One factor that may be contributing to the problem is that while the enormous amount of data being collected on children is telling us a great deal about their lives, one important data point that’s missing is the measure of the autonomy or agency that children have in their lives.

 

Working on a research project as an undergraduate that allowed her to interview young people between the ages of 9-17 about their experiences in their communities and their schools was an important factor in Dinsmore’s decision to go to graduate school.

 

“That, for me, was what made me sure I wanted to be a sociologist, the experience sitting with young people, hearing their voices and getting a look into their world and hearing the really astute things that they had to say,” Dinsmore said. “I came to graduate school seeing it as a vehicle to continue doing this kind of work.”

 

The key to understanding how all this increased surveillance is affecting today’s youth is easy, said Dinsmore, whose research involved spending two years in high schools observing students and having in-depth conversations with them about their lives.
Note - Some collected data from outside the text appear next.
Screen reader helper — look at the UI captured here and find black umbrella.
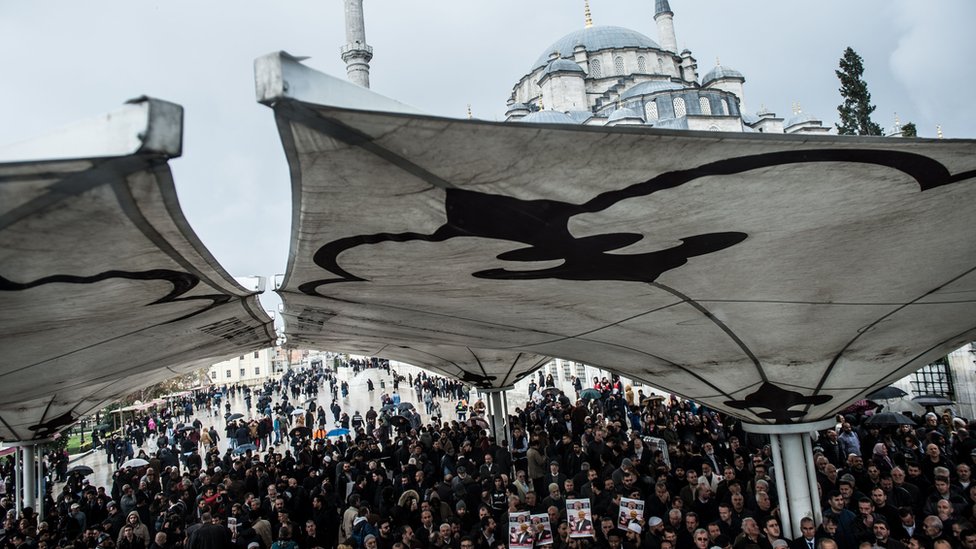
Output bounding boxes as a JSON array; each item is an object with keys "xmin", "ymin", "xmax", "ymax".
[
  {"xmin": 912, "ymin": 394, "xmax": 954, "ymax": 407},
  {"xmin": 580, "ymin": 388, "xmax": 602, "ymax": 400},
  {"xmin": 228, "ymin": 413, "xmax": 244, "ymax": 421},
  {"xmin": 397, "ymin": 402, "xmax": 415, "ymax": 412},
  {"xmin": 290, "ymin": 426, "xmax": 312, "ymax": 439},
  {"xmin": 380, "ymin": 403, "xmax": 395, "ymax": 413},
  {"xmin": 863, "ymin": 412, "xmax": 916, "ymax": 427},
  {"xmin": 542, "ymin": 387, "xmax": 562, "ymax": 397},
  {"xmin": 389, "ymin": 415, "xmax": 410, "ymax": 429},
  {"xmin": 180, "ymin": 425, "xmax": 196, "ymax": 432},
  {"xmin": 867, "ymin": 386, "xmax": 908, "ymax": 400},
  {"xmin": 68, "ymin": 465, "xmax": 94, "ymax": 476}
]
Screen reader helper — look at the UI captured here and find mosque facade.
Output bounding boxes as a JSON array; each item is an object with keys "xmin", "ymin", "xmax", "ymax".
[{"xmin": 504, "ymin": 0, "xmax": 829, "ymax": 134}]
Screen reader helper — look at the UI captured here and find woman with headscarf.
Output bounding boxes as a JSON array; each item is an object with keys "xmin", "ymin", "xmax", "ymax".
[{"xmin": 872, "ymin": 442, "xmax": 895, "ymax": 473}]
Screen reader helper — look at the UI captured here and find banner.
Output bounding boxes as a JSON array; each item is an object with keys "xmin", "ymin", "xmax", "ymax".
[
  {"xmin": 531, "ymin": 513, "xmax": 554, "ymax": 545},
  {"xmin": 618, "ymin": 497, "xmax": 645, "ymax": 529},
  {"xmin": 509, "ymin": 511, "xmax": 534, "ymax": 548},
  {"xmin": 567, "ymin": 498, "xmax": 594, "ymax": 538}
]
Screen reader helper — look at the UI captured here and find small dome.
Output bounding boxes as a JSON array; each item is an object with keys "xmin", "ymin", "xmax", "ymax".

You just have to ask them.

 

“We often don’t think of children and teenagers as social agents or social beings in their own right,” Dinsmore said. “But we should ask kids what they think, because they often have a pretty acute sense of what things are impacting their lives.”

 

One of the things she has discovered in talking to young people is that the kind of schoolwork they were most excited about and engaged with was the kind where the outcomes were more tangible than a grade. Classes like drama, music and vocational-education classes where students are engaged in group projects that have the chance to succeed or to fail are the ones that hold the most meaning for them.

 

“Students have a lot of real responsibility in drama, for example,” Dinsmore said. “They’re responsible for putting on a play, making props, memorizing lines. Teachers give students a lot of agency in the choices they make, and there are real stakes.”

 

The important thing, Dinsmore finds, is that the key to stopping or reversing the downward trend in mental health outcomes for our youngest generation is not to blame social media or to point a finger at teachers or overprotective parents or to look for the kind of easy answers that help win elections.

 

“We need to ask deeper questions about children’s experiences and the rights they have, so we can have deeper societal conversations about the trade-offs that we’re making in how youths’ lives are being structured,” Dinsmore said.

 

Dinsmore’s research also suggests that Black, Latinx and working-class and poor kids are experiencing much more intense forms of surveillance along with many of its harsher side effects, which means the inequality gaps for those communities are growing deeper, and she continues to work with young people, focusing on teacher-student relationships in high schools and how race and class impact their experiences. The work has earned her two National Science Foundation grants that have helped fund her dissertation research and allowed her to hire two undergraduate researchers, something Dinsmore feels is an important part of the undergraduate experience.

 

“Doing an undergraduate faculty-student research collaboration was what got me into graduate school and solidified my career path,” said Dinsmore who will graduate this spring and who will start this fall as a tenure-track member of the faculty of Christopher Newport University. “For the undergrads involved, it can be a powerful and transformative experience. It provides them with an important set of professional skills, but it also gives them the kind of intellectual empowerment that allows them to relate differently to the research they encounter in the world. They’re no longer just receivers of knowledge; they’re creators of knowledge.”

 

“Brooke is a terrific scholar, dedicated to exposing inequalities that teens face in and out of schools,” Pugh said of her student and co-author. “Brooke’s commitment to chronicling the causes and consequences of inequality extends to her path-breaking dissertation in which she looks at the importance of teacher-student relationships in high school, highlighting how race and class shape how and whether students feel supported, heard or understood. She finds that even when teachers want to establish caring relationships, school-wide emphases on control get in the way, alienating the very students who need those relationships the most. It’s important and innovative research that promises to reframe existing work on schools as vectors of inequality.”